26th October 2020 By: Rebecca Campbell - Creamer Media Senior Deputy Editor

The National Nuclear Regulator (NNR) has confirmed that it is in preliminary talks with State-owned national electricity utility Eskom regarding extending the operating life of the country’s only nuclear power plant (NPP) at Koeberg, north of Cape Town. Currently, Koeberg is licensed by the NNR to operate until 2024. Eskom wishes to extend the NPP’s operating life by 20 years, and informed the NNR of this in July. The utility will make its formal application to the NNR for a licence for ‘Long Term Operations’ at Koeberg early next year.

“The prime responsibility of the NNR is to, amongst others, exercise regulatory control over the siting, design, construction, operation, manufacture of component parts, decontamination, decommissioning and closure of nuclear installations to protect people and the environment from the harmful effects of ionising radiation,” explained the NNR. “The NNR discharges this responsibility through a process of conducting authorisations, attaching conditions to authorisations and overseeing compliance to regulatory requirements.” Prime responsibility for complying with NNR requirements, approvals and procedures lies with the holder of the authorisations/licensee.

Currently, the NNR is in talks with Eskom regarding the scheduling of the licensing, and associated matters, for Long Term Operation of the Koeberg NPP. This includes the conclusion of the Third Periodic Safety Review for Koeberg. The NNR has already concluded its review of the basis document for the Third Periodic Safety Review, as well as of the licensing strategy for Long Term Operations at the NPP.

Meanwhile, Eskom has already started some operations necessary to extend Koeberg’s life by the desired two decades, but which only peripherally involve the NNR. These are the removal of the NPP’s old steam generators and the installation of new ones. The NNR has assured that this process involves no nuclear safety issues, as each reactor (Koeberg has two) is both shut down and defueled while its associated steam generators are replaced.

Steam generators are heat exchangers, used in pressurised water reactor (PWR) NPPs such as Koeberg. In PWRs, water in a closed circuit (known as the primary circuit) is pumped through pipes in the core of the reactor, to cool it; this water becomes extremely hot but, because it is under pressure, it does not boil.
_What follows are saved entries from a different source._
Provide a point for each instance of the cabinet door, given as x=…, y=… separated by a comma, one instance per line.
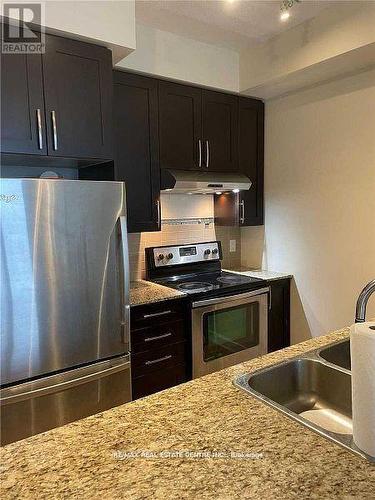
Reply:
x=180, y=123
x=279, y=315
x=136, y=148
x=22, y=105
x=251, y=160
x=78, y=95
x=220, y=131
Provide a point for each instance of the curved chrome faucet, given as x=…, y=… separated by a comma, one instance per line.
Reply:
x=360, y=310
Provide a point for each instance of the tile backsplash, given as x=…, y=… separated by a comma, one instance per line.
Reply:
x=185, y=219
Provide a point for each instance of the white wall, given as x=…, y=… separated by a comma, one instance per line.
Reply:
x=105, y=22
x=320, y=201
x=339, y=40
x=165, y=54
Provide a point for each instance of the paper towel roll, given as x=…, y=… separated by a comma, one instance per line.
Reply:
x=362, y=349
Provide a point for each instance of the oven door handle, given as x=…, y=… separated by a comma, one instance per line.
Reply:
x=230, y=298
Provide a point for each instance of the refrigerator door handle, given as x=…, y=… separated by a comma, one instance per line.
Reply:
x=10, y=395
x=125, y=325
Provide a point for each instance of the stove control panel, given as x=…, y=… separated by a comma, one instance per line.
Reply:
x=186, y=254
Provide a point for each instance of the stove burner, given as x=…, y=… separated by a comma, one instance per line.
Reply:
x=195, y=286
x=229, y=279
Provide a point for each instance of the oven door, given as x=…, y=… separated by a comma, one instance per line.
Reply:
x=229, y=330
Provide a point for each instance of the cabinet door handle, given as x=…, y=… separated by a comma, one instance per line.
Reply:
x=199, y=153
x=164, y=336
x=242, y=207
x=159, y=214
x=54, y=129
x=159, y=360
x=40, y=131
x=155, y=315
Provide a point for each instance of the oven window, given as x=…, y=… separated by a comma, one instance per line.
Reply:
x=230, y=330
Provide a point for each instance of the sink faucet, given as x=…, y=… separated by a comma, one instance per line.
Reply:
x=360, y=310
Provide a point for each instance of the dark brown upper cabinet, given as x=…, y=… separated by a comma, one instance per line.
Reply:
x=251, y=160
x=246, y=208
x=22, y=104
x=137, y=148
x=78, y=96
x=220, y=131
x=59, y=103
x=198, y=128
x=180, y=122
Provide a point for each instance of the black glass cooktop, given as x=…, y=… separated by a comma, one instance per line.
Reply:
x=207, y=282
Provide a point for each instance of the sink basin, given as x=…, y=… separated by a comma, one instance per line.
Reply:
x=337, y=354
x=310, y=390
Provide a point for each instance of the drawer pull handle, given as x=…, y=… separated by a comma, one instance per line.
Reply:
x=155, y=315
x=164, y=336
x=158, y=360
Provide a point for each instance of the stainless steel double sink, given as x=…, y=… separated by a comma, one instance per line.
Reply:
x=313, y=389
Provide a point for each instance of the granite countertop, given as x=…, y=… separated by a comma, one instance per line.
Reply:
x=145, y=292
x=260, y=273
x=88, y=458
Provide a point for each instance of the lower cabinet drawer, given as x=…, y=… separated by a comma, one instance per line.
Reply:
x=152, y=338
x=158, y=359
x=159, y=380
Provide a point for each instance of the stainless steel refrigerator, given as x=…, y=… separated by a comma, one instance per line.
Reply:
x=65, y=309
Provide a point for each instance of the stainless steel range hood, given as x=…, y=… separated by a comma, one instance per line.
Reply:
x=195, y=182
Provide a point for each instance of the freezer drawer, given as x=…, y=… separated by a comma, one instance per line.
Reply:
x=34, y=407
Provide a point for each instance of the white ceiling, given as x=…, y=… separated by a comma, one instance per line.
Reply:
x=229, y=23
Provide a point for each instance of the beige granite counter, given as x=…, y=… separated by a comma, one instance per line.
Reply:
x=260, y=273
x=145, y=292
x=86, y=459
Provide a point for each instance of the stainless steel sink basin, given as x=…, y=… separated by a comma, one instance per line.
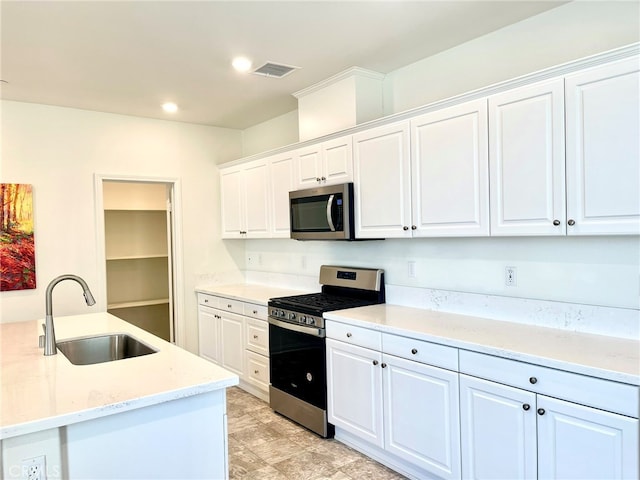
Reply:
x=104, y=348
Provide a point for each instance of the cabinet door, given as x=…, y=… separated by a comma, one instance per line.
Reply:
x=232, y=342
x=526, y=160
x=421, y=414
x=498, y=430
x=209, y=334
x=354, y=390
x=309, y=166
x=232, y=202
x=450, y=171
x=577, y=442
x=282, y=181
x=337, y=161
x=603, y=149
x=382, y=182
x=256, y=199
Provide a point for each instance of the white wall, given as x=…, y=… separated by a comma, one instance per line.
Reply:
x=59, y=150
x=571, y=31
x=277, y=132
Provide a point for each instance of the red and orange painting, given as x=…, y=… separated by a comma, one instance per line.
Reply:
x=17, y=247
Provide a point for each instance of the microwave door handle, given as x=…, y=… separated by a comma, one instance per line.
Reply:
x=332, y=227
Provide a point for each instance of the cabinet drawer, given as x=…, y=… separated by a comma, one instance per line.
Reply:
x=257, y=336
x=230, y=305
x=354, y=335
x=258, y=370
x=208, y=300
x=594, y=392
x=420, y=351
x=255, y=311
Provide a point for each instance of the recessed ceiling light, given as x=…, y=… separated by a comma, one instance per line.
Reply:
x=241, y=64
x=170, y=107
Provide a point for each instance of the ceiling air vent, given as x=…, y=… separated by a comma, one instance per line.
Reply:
x=275, y=70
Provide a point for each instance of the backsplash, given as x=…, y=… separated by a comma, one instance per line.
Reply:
x=587, y=284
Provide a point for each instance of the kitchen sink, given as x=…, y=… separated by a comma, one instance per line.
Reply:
x=103, y=348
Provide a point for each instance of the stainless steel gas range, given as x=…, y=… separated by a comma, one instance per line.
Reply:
x=297, y=342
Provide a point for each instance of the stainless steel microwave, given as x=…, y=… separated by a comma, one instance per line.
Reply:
x=322, y=213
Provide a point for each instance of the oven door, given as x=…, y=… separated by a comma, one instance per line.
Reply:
x=297, y=361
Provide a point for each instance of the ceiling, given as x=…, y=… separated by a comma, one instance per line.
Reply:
x=129, y=57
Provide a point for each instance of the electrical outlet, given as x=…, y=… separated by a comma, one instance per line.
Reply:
x=510, y=276
x=411, y=268
x=34, y=468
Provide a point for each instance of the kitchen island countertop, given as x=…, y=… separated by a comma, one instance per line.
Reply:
x=41, y=392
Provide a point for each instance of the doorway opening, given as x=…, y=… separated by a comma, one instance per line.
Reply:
x=139, y=252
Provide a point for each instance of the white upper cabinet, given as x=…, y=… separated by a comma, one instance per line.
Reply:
x=326, y=163
x=526, y=160
x=282, y=181
x=449, y=171
x=245, y=200
x=382, y=182
x=603, y=149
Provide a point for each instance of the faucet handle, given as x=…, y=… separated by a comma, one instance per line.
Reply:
x=41, y=337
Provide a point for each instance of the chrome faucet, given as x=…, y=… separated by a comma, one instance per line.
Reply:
x=49, y=331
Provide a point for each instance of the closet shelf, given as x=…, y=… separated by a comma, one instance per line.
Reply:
x=137, y=257
x=140, y=303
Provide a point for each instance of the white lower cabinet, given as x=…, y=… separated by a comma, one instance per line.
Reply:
x=406, y=412
x=235, y=335
x=510, y=432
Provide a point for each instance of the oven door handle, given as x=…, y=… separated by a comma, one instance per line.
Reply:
x=316, y=332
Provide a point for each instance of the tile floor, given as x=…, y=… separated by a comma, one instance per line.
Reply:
x=266, y=446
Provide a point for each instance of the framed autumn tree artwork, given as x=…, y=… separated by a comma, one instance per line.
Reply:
x=17, y=247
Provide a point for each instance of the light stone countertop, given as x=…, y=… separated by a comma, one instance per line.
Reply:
x=41, y=392
x=599, y=356
x=251, y=293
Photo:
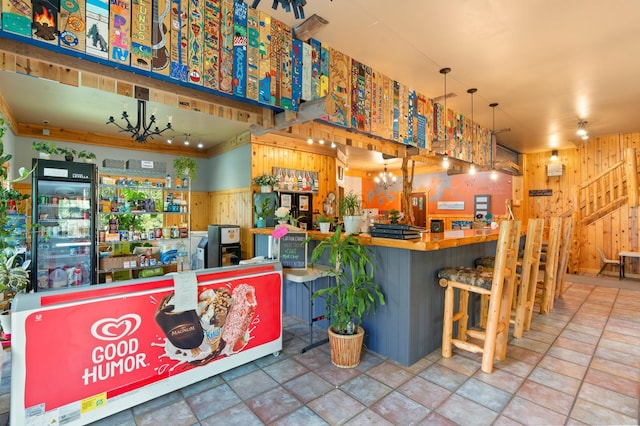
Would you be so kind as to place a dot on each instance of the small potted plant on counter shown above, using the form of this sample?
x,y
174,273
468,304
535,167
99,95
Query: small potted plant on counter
x,y
87,156
265,182
45,149
352,294
263,211
68,153
186,167
325,222
350,207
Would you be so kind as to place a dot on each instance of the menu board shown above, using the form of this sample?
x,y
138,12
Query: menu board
x,y
293,250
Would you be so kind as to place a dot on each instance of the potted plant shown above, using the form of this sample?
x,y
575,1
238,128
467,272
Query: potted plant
x,y
46,149
87,156
68,153
14,278
325,222
264,210
352,294
394,216
350,208
265,182
186,166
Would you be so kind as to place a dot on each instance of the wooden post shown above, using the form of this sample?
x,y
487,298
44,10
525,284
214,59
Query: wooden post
x,y
632,177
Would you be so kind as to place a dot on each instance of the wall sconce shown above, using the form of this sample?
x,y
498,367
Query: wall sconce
x,y
582,130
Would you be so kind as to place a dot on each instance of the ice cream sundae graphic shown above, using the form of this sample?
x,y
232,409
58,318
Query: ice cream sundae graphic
x,y
219,326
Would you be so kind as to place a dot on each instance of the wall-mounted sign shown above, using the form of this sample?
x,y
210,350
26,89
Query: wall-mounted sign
x,y
450,205
540,192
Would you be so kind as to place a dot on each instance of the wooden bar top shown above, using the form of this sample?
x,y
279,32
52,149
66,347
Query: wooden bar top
x,y
427,241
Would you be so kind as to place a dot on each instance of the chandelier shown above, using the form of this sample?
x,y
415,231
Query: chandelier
x,y
385,178
287,5
141,131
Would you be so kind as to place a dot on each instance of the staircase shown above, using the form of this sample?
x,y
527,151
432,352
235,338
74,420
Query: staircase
x,y
605,193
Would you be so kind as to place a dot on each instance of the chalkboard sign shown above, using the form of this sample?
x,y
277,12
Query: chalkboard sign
x,y
293,251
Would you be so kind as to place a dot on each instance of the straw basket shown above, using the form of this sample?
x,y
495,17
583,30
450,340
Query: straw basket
x,y
346,349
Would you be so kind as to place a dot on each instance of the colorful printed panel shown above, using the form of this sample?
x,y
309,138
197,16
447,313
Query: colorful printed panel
x,y
240,49
264,66
196,41
45,21
226,46
211,54
316,49
412,124
306,71
277,45
179,40
161,37
421,120
286,61
340,81
296,74
142,14
253,53
120,31
97,28
73,28
324,71
17,17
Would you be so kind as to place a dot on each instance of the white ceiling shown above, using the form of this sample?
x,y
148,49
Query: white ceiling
x,y
547,63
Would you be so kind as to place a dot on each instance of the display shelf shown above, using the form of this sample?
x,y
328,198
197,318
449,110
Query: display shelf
x,y
143,221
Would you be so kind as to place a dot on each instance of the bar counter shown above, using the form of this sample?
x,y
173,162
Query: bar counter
x,y
409,325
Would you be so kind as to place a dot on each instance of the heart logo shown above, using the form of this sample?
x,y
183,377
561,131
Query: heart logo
x,y
116,328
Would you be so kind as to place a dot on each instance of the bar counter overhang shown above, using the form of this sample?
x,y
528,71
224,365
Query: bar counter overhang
x,y
409,325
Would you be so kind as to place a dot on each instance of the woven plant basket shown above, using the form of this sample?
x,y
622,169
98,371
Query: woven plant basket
x,y
346,349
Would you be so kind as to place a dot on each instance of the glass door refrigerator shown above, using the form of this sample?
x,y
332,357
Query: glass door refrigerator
x,y
63,248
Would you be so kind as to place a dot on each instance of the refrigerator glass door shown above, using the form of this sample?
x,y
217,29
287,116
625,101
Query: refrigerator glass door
x,y
63,234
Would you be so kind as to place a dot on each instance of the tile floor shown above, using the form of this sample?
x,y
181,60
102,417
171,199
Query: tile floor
x,y
578,365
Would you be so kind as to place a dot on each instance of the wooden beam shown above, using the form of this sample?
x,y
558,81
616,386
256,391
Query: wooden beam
x,y
97,139
38,62
308,111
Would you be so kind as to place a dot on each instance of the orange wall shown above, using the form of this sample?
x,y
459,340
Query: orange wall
x,y
442,187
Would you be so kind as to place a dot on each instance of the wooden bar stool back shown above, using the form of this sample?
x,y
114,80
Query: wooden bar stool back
x,y
528,276
498,285
550,268
564,250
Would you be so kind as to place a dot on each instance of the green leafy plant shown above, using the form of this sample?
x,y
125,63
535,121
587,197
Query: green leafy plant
x,y
325,219
350,204
266,208
265,180
45,147
394,215
354,292
86,155
68,153
14,278
188,164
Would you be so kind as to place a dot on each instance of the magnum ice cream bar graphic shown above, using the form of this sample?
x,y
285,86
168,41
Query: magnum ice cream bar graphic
x,y
183,329
218,326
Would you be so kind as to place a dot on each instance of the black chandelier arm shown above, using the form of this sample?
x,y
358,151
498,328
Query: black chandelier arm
x,y
141,131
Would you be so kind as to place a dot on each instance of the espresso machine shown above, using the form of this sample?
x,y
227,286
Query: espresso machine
x,y
223,246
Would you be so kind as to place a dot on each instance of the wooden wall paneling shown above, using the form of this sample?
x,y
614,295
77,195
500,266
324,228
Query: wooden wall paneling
x,y
234,207
199,211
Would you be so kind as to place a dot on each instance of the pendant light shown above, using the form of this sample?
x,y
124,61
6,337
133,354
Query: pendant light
x,y
494,173
445,158
472,168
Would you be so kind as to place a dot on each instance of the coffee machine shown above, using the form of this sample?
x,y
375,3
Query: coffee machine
x,y
223,246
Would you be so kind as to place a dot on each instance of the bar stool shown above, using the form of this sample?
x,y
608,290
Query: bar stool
x,y
498,285
563,259
528,276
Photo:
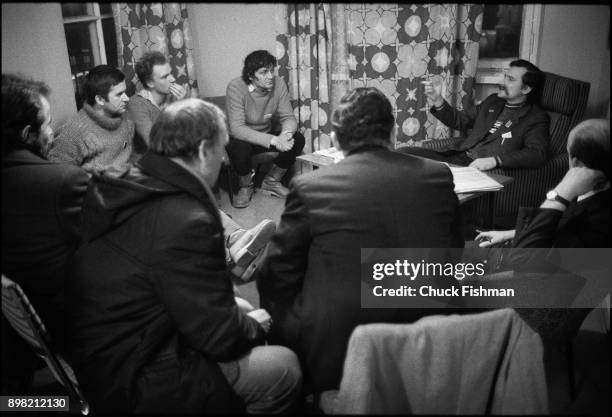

This superhot water is then pumped to a heat exchanger – the steam generator. Here, the heat from the primary circuit water is transferred to water in a completely separate secondary circuit (the water in the two circuits never mixes) which becomes superheated steam, which then drives a turbine to generate electricity.

However, what the NNR does do during the process of the removal of the old steam generators is monitor radiation doses experienced by the workers, not only to ensure that they are within regulatory requirements, but that they are as low as practically possible. To this end, NNR inspectors will monitor all important phases of both the removal of the old steam generators and the installation of the new ones. 

Eskom has informed the NNR that it wishes to store the old steam generators in a new facility at the Transient Interim Storage Facility at Koeberg. This requires regulatory approval from the NNR, which the utility has applied for and the regulator is currently considering. The steam generators would be stored at this facility for some ten years after the end of commercial operations at the NPP. Thereafter, the old steam generators would be moved to the Vaalputs National Waste Disposal Facility in the Northern Cape province. That would also require NNR approval, both for their transport and their storage there.